雪晴有些失望,继续追问,“那你喜欢我吗?”说完眯起眼睛等待南宫烈回答。
沉默许久,南宫烈开口却是,“你今天的裙子很漂亮,我喜欢。”南宫烈不想骗自己,也不想骗别人。
“我想我明白了。”雪晴美丽的眼睛黯淡下去,指着自己眼角的痣说,“没关系。我知道我会为心爱的人流很多的眼泪,那个人我想应该就是你了。”雪晴忽然转过身来,在南宫烈的脸颊上亲了一下,然后跳起来,迎着风向着远方跑去。绿色的长裙被风吹起,像仙子的裙带。抹掉脸颊上湿润的痕迹,看那抹绿色的影子渐渐飘远。这一刻,南宫烈的心有些乱。
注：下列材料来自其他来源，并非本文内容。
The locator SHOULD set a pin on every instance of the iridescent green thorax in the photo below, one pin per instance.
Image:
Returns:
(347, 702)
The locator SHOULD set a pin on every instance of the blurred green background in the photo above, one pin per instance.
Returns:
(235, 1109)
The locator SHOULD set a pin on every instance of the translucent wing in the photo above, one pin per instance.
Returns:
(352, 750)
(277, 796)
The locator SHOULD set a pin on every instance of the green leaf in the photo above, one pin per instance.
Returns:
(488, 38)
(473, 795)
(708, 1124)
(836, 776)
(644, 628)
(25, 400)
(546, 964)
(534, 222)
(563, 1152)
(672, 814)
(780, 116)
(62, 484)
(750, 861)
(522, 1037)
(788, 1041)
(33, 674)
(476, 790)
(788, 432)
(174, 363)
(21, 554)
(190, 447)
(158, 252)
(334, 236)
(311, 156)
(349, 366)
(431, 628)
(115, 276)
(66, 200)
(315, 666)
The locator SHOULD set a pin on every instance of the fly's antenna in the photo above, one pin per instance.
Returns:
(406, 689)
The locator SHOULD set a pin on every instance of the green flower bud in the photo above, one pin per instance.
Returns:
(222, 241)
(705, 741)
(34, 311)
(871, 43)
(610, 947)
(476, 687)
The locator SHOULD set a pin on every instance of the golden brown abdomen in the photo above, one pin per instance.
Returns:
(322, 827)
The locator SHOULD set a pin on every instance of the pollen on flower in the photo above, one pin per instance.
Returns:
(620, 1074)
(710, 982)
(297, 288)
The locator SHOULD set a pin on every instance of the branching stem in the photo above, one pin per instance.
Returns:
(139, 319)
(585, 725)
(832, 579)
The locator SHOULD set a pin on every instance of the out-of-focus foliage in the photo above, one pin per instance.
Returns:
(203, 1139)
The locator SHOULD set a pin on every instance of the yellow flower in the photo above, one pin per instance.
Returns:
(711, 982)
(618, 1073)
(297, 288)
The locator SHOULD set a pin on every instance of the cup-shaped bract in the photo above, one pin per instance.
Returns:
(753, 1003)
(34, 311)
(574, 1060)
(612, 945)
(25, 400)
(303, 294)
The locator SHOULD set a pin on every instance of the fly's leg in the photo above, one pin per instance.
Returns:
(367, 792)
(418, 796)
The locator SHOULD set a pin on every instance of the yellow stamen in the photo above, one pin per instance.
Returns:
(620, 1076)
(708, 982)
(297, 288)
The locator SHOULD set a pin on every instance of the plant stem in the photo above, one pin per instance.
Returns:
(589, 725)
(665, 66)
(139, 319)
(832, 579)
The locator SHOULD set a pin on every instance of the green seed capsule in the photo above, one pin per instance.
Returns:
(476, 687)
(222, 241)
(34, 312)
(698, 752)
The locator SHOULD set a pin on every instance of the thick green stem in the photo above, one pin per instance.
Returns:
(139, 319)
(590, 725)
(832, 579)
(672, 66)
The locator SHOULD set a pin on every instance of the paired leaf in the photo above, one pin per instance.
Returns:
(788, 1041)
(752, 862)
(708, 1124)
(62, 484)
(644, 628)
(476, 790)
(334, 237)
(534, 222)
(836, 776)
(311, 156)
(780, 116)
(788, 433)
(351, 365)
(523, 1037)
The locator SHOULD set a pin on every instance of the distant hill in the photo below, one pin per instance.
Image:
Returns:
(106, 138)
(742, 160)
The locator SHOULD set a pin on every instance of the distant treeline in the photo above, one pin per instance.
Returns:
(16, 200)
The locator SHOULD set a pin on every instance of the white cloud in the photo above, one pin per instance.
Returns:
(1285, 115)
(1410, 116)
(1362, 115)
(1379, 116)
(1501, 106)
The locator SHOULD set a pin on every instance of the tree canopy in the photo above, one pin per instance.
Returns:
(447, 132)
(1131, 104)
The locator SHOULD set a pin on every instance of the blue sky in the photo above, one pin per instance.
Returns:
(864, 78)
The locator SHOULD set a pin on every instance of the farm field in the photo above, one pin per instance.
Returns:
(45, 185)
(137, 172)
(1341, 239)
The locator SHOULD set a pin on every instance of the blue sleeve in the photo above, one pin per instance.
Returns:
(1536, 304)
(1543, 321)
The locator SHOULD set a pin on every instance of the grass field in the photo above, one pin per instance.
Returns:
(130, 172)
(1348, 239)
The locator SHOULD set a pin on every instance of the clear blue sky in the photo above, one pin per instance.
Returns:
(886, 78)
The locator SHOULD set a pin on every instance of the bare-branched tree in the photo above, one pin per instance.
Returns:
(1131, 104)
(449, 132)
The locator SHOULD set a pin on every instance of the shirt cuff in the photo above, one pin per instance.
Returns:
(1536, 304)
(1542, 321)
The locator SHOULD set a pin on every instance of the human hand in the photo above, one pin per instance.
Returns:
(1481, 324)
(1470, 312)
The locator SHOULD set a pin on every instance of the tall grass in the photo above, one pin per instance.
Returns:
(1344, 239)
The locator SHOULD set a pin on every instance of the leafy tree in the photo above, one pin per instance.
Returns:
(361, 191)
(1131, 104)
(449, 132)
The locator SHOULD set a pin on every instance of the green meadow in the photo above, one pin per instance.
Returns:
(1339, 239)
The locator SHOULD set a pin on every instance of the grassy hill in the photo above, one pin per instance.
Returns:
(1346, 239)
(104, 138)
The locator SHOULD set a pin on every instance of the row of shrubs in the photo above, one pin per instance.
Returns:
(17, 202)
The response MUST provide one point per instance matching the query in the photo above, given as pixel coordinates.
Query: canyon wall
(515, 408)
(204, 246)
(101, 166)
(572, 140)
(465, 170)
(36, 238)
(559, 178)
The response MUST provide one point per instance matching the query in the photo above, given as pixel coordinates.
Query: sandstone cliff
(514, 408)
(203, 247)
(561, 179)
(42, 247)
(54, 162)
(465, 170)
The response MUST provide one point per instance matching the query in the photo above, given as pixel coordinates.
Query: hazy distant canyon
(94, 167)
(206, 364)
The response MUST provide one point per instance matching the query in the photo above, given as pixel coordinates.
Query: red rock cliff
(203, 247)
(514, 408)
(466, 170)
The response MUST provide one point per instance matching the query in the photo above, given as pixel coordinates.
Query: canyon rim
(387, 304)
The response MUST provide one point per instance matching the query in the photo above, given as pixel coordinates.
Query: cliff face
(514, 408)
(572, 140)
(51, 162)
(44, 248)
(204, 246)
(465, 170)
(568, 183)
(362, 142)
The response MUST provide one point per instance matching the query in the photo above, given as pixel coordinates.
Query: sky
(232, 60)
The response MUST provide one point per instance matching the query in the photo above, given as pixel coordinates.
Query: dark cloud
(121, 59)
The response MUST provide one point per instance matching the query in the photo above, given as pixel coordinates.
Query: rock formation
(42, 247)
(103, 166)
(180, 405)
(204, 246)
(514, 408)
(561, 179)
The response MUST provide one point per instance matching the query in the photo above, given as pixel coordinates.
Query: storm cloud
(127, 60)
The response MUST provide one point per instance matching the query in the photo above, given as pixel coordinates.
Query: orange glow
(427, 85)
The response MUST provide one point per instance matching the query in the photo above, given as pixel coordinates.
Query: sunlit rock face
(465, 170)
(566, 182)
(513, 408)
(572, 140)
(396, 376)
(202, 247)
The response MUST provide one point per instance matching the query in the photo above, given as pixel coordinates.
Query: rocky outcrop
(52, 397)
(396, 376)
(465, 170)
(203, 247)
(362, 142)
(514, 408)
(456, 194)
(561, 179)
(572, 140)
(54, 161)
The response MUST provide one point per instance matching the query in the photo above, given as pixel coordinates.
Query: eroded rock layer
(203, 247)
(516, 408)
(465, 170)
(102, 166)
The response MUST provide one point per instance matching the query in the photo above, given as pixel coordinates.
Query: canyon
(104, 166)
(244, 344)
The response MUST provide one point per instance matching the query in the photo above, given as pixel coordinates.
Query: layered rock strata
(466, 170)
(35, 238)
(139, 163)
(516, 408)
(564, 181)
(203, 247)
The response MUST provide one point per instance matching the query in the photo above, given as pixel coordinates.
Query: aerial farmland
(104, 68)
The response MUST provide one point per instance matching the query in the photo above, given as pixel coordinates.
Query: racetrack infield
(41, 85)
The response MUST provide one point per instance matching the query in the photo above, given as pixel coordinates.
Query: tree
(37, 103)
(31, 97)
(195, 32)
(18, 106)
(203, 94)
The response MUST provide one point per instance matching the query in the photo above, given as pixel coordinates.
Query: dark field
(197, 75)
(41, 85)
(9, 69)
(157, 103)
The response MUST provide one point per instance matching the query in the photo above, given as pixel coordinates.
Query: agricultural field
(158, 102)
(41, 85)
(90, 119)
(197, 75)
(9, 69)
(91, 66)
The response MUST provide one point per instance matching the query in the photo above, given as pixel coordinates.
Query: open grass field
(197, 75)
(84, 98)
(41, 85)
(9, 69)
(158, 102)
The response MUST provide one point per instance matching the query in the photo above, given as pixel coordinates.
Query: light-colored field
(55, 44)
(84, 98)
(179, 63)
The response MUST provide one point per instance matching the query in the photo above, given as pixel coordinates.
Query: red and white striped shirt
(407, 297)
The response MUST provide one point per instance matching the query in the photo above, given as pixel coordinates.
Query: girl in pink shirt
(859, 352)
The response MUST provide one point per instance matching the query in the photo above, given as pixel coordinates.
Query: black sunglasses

之前的抵触情绪好像消失了,南宫烈和雪晴似乎逐渐融洽起来。这个发现让午夜惊喜不已。一切似乎都已非常圆满。旅行归来。
转眼两人已交往了两个月。面对身边温柔的雪晴,南宫烈心不在焉,烦乱无比。强压下心绪,尽量让自己心绪平和。
南宫烈不知自己着了什么魔,脑子里铺天盖地都是那个红衣的女人,连梦里都躲不过。“妈的,妖孽!”
南宫烈却是想和雪晴处下去的,时间长了就习惯了。感情可以培养,并且,南宫烈惊讶地发现自己竟然两个月没有发脾气了。不可思议。原来一切都有可能。
午夜傍晚归来,一进门就听见房间里传来争吵声,很是意外。两人不是一直相处融洽么?午夜担忧地看了看紧闭的门,不知里面发生了什么事。
不知过了多久,房间里传来女人的尖叫声,刺耳的声音中有绝望的味道。
“阿烈,发生了什么事儿?”许久没有回答,午夜沉不住气,用力撞开门,却被眼前的景象惊呆了:南宫烈倚着墙壁而站,手里还抓着刀子。美丽的女人躺在地上,胸前雪白衣衫被鲜血渗透,分外刺目。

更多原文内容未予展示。